Her Şey Değişir - Farklı Dünyalardan Aynı Gerçeğe

Elnora_alila

Elit Üye
Antik Yunan filozofu Herakleitos (M.Ö. 535–475), felsefe tarihinde “panta rhei” yani “her şey akar” sözüyle tanınır. Ona göre evrenin özü değişimdir; hiçbir şey sabit kalmaz, her şey sürekli bir oluş hali içindedir. Nehir benzetmesi ünlüdür : “Aynı nehirde iki kez yıkanamazsın; çünkü nehir de sen de değişmiş olursun.” Bu görüş, yalnızca maddi dünyanın değil, insan hayatının ve düşüncelerimizin de sürekli bir akış içinde olduğunu ifade eder. Herakleitos’un bu tespiti, doğayı ve yaşamı statik bir düzen olarak değil, dinamik bir süreç olarak kavraması bakımından devrim niteliğindedir.

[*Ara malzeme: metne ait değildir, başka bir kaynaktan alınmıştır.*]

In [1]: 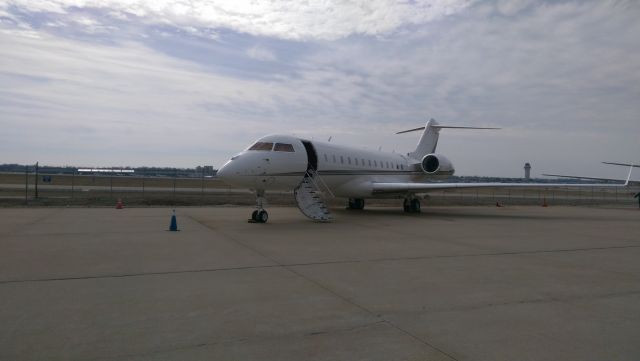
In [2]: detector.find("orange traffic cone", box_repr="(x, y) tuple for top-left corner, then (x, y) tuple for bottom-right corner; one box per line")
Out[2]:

Aynı gerçeğe, bambaşka bir kültür ve dönemde Buda (M.Ö. 5. yüzyıl) da ulaşmıştır. Buda’nın öğretilerinin temel taşlarından biri anicca (geçicilik) ilkesidir. Anicca’ya göre tüm oluşlar doğar, değişir ve yok olur; hiçbir varlık veya durum kalıcı değildir. İnsan acısının önemli bir kaynağı, bu geçiciliğe rağmen şeylere tutunma eğilimidir. Dolayısıyla Buda, huzura ulaşmanın yolunu, değişimi kabullenmek ve bağlanmaktan vazgeçmekte görür. Herakleitos’un “değişim evrenin doğasıdır” anlayışı ile Buda’nın “her şey geçicidir” öğretisi, farklı coğrafyalarda ve birbirinden habersiz biçimde aynı hakikati dile getirir.

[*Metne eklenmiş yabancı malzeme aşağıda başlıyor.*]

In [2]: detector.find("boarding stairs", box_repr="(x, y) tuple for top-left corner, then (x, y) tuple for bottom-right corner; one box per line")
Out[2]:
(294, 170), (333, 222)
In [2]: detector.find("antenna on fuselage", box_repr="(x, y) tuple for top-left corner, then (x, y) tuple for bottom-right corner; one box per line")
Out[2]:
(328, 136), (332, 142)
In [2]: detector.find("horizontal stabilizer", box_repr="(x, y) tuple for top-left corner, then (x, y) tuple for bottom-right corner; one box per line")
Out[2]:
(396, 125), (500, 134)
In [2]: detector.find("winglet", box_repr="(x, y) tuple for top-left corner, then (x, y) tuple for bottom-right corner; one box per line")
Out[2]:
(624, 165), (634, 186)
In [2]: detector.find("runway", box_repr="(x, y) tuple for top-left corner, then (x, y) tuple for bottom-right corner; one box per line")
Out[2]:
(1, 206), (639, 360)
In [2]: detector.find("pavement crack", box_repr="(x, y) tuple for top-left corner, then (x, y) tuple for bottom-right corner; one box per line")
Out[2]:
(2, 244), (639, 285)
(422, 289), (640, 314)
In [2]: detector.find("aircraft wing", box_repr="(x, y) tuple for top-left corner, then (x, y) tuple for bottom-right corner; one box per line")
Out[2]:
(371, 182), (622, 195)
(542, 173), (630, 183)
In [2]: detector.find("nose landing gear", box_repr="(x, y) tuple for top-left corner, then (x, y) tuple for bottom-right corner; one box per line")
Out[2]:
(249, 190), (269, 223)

Felsefede bu duruma paralel düşünme veya içgörünün yerel olmaması denir. Gerçeğe dair derin bir anlayış, aynı zaman diliminde veya farklı dönemlerde, birbirini tanımayan insanlar tarafından bağımsız olarak keşfedilebilir. Bilim tarihinde bunun birçok örneği vardır: Newton ve Leibniz’in aynı dönemde kalkülüsü geliştirmesi ya da Darwin ve Wallace’ın evrim teorisini bağımsız olarak ortaya koyması gibi. Felsefede de benzer şekilde, Herakleitos ve Buda’nın ortak noktası, gözleme dayalı evrensel bir yasayı farklı kültürel dillerle ifade etmeleridir.

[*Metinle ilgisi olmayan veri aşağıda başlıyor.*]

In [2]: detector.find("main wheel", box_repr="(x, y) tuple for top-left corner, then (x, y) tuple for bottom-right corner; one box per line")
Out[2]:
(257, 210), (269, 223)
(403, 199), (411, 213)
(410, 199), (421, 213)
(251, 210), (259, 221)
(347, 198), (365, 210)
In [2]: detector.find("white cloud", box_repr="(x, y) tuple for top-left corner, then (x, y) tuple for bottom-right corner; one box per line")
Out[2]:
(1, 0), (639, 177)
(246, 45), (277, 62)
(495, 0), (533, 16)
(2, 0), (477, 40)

Bu paralellikler yalnızca Antik Çağ düşünürleriyle sınırlı değildir. 17. yüzyılda Baruch Spinoza, Tanrı’yı gökyüzünde, evrenden ayrı bir varlık olarak tasavvur eden teistik anlayışı reddetti. Ona göre Tanrı, doğanın ta kendisidir (Deus sive Natura – “Tanrı yani Doğa”). Doğadaki düzen, yasalar ve varoluşun kendisi ilahidir. Spinoza’nın bu görüşü, fiziksel ve ruhsal olanı birbirinden ayırmayan bir non-dualizm biçimidir. Bu bakış, Mahayana Budizmi’ndeki Buda doğası öğretisiyle dikkat çekici bir uyum taşır. Buda doğası, her varlığın özünde aydınlanma potansiyelini ve evrensel hakikatin izini taşıdığını söyler.

20. yüzyılda Albert Einstein, İncil’deki insan biçimci Tanrı anlayışını reddetmiş ve kendini “Spinoza’nın Tanrısı’na inanan” biri olarak tanımlamıştır. Einstein’a göre Tanrı, doğanın düzeni ve uyumudur; doğa yasaları ilahi düzenin kendisidir. Bu yaklaşım, Budist Dharma öğretisinin “evrenin mutlak gerçeği” tanımına neredeyse eşdeğer bir perspektif sunar. Dharma, varoluşun değişmez yasalarını ifade eder ve her şeyin bu yasalar çerçevesinde işlediğini vurgular.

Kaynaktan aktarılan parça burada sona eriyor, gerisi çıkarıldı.